How I Built an LLM App Based on Graph-RAG System with ChromaDB and Chainlit

Rifx.Online
Programming , Machine Learning , Natural Language Processing
26 Dec, 2024

End-to-end app with GUI and storing new knowledge on vector database in just 3 scripts

Large language models (LLMs) and knowledge graphs are valuable tools to work with natural language processing. Retrieval-augmented generation (RAG) has emerged as a powerful approach to enhance LLMs responses with contextual knowledge. Contextual knowledge is generally embedded and stored in a vector database and used to create the context to empower a prompt. However, in this way, knowledge is mapped in a conceptual space but it is not really organized. A knowledge graph captures information about data points or entities in a domain and the relationships between them.

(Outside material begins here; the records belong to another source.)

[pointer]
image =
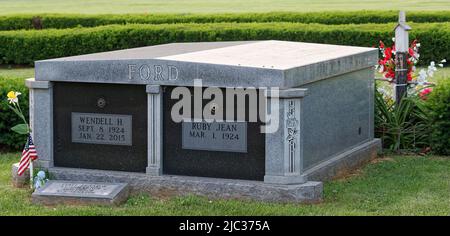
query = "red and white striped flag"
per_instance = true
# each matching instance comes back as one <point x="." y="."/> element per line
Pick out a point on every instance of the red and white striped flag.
<point x="28" y="155"/>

Data are described as nodes and relationships within a knowledge graph. This gives more structure than just embedding words in a vector space.

A graph-RAG is something that combines both aspects providing the augmented knowledge of RAG to be organized as knowledge graph for better responses by the LLM.

In this article, I am going to tell you how I created an application end-to-end putting together all this.

Shortly, I used

Chainlit for the front-end
ChromaDB to store knowledge as vectors
Networkx to manage graph
Sentence-transformers (Pytorch) for generating embeddings.
MistralAI as the baseline LLM

and those components interact as follows:

The user writes a prompt in the Chainlit Interface.
Knowledge Graph RAG Handlesthe embedding and storage of knowledge.
Previous data are stored in the ChromaDB.
the generated context is added to the prompt and asked to the LLM.
Mistral returns the generated answer to Chainlit.

Advantages of This Architecture:

Persistence: ChromaDB ensures that our knowledge base persists between sessions
Relationship Awareness: The graph structure captures explicit relationships between pieces of information
Semantic Search: Sentence embeddings enable finding relevant information even with different phrasing
User-Friendly Interface: Chainlit provides an intuitive chat interface for interacting with the system

Let’s dive into each component and understand how they work together, which all be defined in just 3 scripts: `chainlit_app.py`, `rag_implementation.py`, and `graph_embedding.py`.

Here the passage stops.